Attorney General Joins Amicus Defending Women’s Access to HealthcareSeptember 18, 2019, 9:23 AM HST · Updated September 18, 12:25 PM 2 Comments
Hawaiʻi Attorney General Clare E. Connors joined a coalition of 19 Attorneys General across the nation in challenging a Kentucky state law that would ban physicians from providing second-trimester abortion services for women after 15 weeks of pregnancy.
The group filed an amicus brief in the United States Court of Appeals for the Sixth Circuit, saying the abortion services used are “the most common and safest procedure available.”
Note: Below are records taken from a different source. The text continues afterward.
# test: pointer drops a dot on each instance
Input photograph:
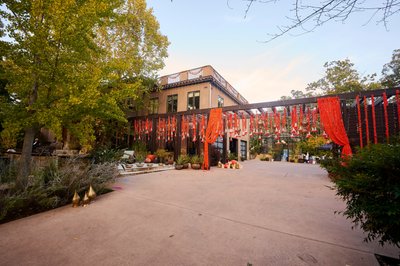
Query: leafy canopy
(70, 63)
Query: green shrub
(369, 182)
(53, 186)
(106, 155)
(196, 159)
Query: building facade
(195, 89)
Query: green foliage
(106, 155)
(369, 182)
(215, 156)
(140, 156)
(181, 160)
(72, 64)
(391, 71)
(312, 145)
(162, 154)
(53, 186)
(139, 146)
(196, 159)
(340, 77)
(232, 156)
(255, 145)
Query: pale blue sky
(211, 33)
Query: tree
(391, 71)
(71, 63)
(296, 94)
(340, 77)
(308, 15)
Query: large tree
(70, 63)
(340, 77)
(391, 71)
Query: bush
(369, 182)
(53, 186)
(106, 155)
(215, 156)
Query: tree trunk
(26, 158)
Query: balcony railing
(203, 72)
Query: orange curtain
(213, 129)
(331, 118)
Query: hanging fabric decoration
(385, 104)
(194, 129)
(374, 119)
(213, 127)
(283, 130)
(294, 122)
(359, 126)
(398, 107)
(301, 120)
(244, 125)
(314, 117)
(331, 118)
(308, 123)
(266, 129)
(366, 119)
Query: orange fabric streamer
(213, 128)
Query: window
(243, 149)
(194, 100)
(153, 106)
(219, 144)
(220, 101)
(172, 103)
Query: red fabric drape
(331, 118)
(212, 132)
(374, 119)
(398, 107)
(385, 103)
(359, 120)
(366, 119)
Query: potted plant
(185, 160)
(196, 162)
(139, 159)
(161, 155)
(179, 162)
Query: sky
(217, 33)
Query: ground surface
(268, 213)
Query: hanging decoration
(214, 126)
(142, 129)
(308, 123)
(385, 104)
(398, 107)
(366, 119)
(374, 119)
(331, 118)
(194, 129)
(359, 126)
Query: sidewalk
(268, 213)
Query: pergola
(368, 117)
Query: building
(195, 89)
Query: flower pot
(178, 166)
(196, 166)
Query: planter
(179, 166)
(196, 166)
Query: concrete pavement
(268, 213)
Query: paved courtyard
(268, 213)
“This regulation is unconstitutional because it bans a safe and common procedure available to women,” said Attorney General Connors. “Hawaiʻi joined this amicus brief because of its long-standing commitment to defending woman’s access to healthcare.”
According to the Attorney General, Kentucky’s law imposes civil and criminal penalties on doctors who perform the standard dilation and evacuation (D&E) procedure, “requiring Kentucky physicians to terminate the fetal heartbeat using risky, difficult, and potentially ineffective procedures prior to the evacuation phase of a standard dilation and evacuation (D&E) abortion.” The Attorney Generals state that Standard D&E procedures are “widely regarded as the safest and most common method of second-trimester abortion after 15 weeks of pregnancy.”
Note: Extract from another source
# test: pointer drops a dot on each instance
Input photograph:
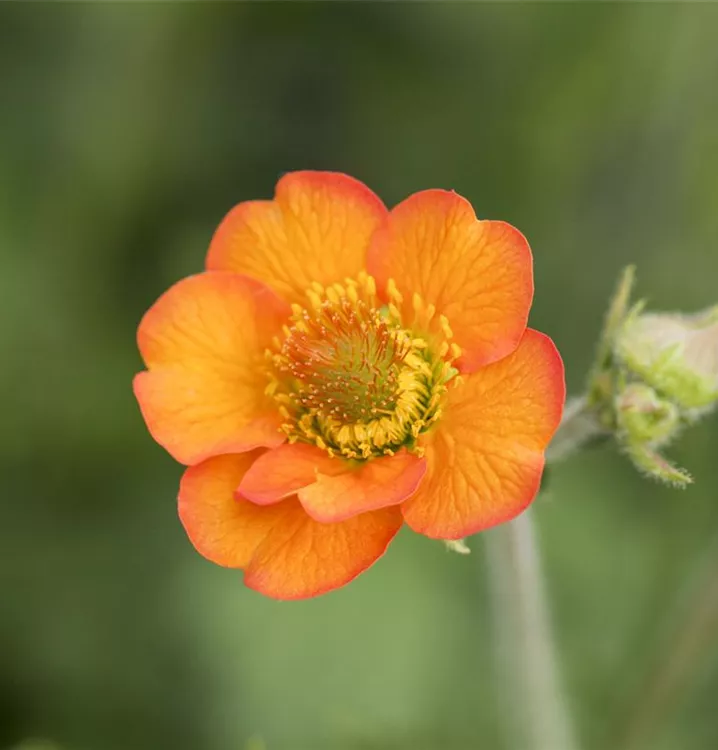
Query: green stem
(535, 713)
The Attorneys General argue that under the Supreme Court’s controlling “undue burden” standard, an abortion regulation is unconstitutional when its benefits to a state interest are not sufficient to justify the law’s burdens on abortion access.
“Where, as here, an abortion regulation would in effect ban safe and legal second-trimester abortions after 15 weeks of pregnancy, no purported benefit is sufficient to justify the burden on access because bans on pre-viability abortions are unconstitutional,” the AGs claim.
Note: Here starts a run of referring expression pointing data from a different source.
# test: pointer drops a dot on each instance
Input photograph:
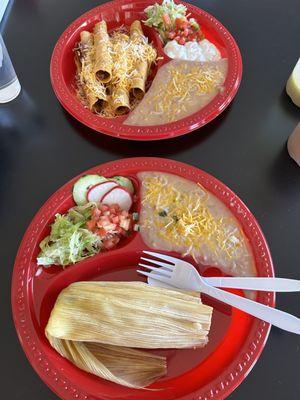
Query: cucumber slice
(125, 182)
(82, 186)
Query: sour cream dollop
(193, 51)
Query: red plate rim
(113, 127)
(220, 387)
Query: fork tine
(160, 256)
(155, 276)
(159, 270)
(161, 264)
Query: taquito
(103, 61)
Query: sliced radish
(96, 192)
(119, 196)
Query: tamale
(91, 321)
On May 10, 2019, U.S. District Judge Joseph H. McKinley Jr. ruled that the 2018 law, which required women seeking an abortion at or beyond 15 weeks of pregnancy to first undergo a “fetal demise” injection, was “unconstitutional.” Judge McKinley additionally issued a permanent injunction against the law. Kentucky appealed to the United States Court of Appeals for the Sixth Circuit. The States’ amicus brief urges the court to affirm the district court’s decision.
In addition to Attorney General Connors, the brief, led by New York Attorney General James, was joined by the Attorneys General of California, Colorado, Connecticut, Delaware, Illinois, Maryland, Massachusetts, Michigan, Minnesota, Nevada, New Mexico, Oregon, Pennsylvania, Vermont, Virginia, Washington, and the District of Columbia.